Germano Almeida é o primeiro escritor caboverdiano homenageado no Escritaria, o festival literário de Penafiel que todos os anos celebra a obra de autores cimeiros da lusofonia. Até domingo, um pedaço de Cabo Verde vai brotar na secular localidade duriense.

"À espera de ser agradavelmente surpreendido", Germano Almeida vai estar ao longo desta semana em Penafiel para participar na 14ª edição do Escritaria, que lhe é dedicada. O longo e variado programa do evento inclui lançamentos, colóquios e sessões de cinema, mas também muitas atividades ao ar livre. Ou não fosse a rua um dos eixos do festival.

O que espera encontrar em Penafiel?
Não sei bem. Recebi o programa definitivo há pouco e estou com grande curiosidade, naturalmente. Quero ver as coisas acontecerem.

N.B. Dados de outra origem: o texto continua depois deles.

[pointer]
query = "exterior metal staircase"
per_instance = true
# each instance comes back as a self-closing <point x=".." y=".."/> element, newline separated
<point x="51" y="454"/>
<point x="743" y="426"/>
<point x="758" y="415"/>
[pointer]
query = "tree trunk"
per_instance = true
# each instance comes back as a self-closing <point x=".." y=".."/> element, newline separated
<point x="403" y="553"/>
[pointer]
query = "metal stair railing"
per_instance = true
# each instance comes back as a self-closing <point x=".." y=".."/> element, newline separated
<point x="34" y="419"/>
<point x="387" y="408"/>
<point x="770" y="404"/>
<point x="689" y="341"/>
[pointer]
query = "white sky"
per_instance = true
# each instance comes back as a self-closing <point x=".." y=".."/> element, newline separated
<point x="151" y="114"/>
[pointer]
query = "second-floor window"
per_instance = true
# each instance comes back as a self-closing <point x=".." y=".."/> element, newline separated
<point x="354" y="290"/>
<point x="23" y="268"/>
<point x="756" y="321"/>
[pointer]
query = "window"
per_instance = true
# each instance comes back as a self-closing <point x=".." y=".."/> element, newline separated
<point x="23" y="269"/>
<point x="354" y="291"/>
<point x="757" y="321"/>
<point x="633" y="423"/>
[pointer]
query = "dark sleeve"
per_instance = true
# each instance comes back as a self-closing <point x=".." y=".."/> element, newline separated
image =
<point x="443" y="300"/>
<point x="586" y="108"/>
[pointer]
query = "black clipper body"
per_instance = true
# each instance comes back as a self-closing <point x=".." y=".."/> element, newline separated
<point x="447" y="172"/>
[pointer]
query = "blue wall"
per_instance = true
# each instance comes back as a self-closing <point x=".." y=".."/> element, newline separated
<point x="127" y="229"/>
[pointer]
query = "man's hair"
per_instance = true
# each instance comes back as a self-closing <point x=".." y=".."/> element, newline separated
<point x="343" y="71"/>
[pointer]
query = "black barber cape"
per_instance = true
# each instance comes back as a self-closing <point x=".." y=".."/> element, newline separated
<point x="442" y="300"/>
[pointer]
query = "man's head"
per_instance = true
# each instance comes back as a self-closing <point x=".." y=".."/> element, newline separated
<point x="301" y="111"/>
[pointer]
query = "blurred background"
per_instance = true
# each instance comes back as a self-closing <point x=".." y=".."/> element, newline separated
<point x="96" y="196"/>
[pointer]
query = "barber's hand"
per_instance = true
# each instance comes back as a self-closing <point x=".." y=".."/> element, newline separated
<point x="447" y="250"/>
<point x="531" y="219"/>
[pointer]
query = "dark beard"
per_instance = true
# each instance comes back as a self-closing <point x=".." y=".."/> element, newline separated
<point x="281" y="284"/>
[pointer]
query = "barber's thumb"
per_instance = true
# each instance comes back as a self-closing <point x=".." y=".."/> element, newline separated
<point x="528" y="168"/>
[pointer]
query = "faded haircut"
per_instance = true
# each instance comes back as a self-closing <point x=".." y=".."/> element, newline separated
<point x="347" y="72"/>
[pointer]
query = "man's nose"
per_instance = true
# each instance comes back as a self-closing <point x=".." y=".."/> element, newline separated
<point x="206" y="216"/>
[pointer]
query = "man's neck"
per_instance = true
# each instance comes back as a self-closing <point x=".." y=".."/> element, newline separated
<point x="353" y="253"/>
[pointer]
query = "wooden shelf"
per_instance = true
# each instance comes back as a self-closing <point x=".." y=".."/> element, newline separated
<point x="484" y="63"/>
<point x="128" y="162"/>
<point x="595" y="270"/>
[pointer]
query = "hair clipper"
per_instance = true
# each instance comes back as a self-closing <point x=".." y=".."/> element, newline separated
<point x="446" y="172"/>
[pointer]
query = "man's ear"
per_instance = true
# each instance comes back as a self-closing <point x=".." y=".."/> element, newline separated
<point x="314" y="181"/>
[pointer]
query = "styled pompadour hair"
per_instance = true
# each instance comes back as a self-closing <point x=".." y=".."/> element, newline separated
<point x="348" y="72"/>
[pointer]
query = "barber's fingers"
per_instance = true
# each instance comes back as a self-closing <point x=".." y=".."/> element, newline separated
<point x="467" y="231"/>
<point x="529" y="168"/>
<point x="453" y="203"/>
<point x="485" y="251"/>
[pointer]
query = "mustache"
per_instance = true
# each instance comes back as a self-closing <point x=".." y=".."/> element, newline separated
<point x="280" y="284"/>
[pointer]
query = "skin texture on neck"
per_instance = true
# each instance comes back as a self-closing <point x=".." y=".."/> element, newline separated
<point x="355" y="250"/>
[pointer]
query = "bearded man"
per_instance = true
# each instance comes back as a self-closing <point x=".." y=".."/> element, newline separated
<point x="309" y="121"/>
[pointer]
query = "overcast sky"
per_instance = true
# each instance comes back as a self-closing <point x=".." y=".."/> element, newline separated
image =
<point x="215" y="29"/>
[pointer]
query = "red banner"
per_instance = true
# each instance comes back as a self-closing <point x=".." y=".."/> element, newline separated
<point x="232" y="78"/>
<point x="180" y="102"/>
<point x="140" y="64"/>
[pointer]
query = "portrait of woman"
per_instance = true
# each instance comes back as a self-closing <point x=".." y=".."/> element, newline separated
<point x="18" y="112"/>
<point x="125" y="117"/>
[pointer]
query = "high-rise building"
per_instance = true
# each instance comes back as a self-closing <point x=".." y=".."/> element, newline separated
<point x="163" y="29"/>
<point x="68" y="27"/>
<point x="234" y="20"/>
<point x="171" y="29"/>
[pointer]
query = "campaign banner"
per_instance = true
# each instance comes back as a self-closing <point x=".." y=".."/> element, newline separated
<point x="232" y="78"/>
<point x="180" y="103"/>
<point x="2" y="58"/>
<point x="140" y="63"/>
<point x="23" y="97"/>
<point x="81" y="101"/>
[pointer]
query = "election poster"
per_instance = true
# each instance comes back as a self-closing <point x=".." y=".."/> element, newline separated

O Escritaria assenta muito na proximidade e no contacto com as pessoas. É um festival com a sua cara?
Fico contente que se tenham lembrado de mim. Não conheço Penafiel. O mais próximo que estive foi na Póvoa de Varzim, onde costumo ir com frequência participar nas Correntes D'Escritas. Mas pelo que li e ouvi parece-me uma ideia festiva.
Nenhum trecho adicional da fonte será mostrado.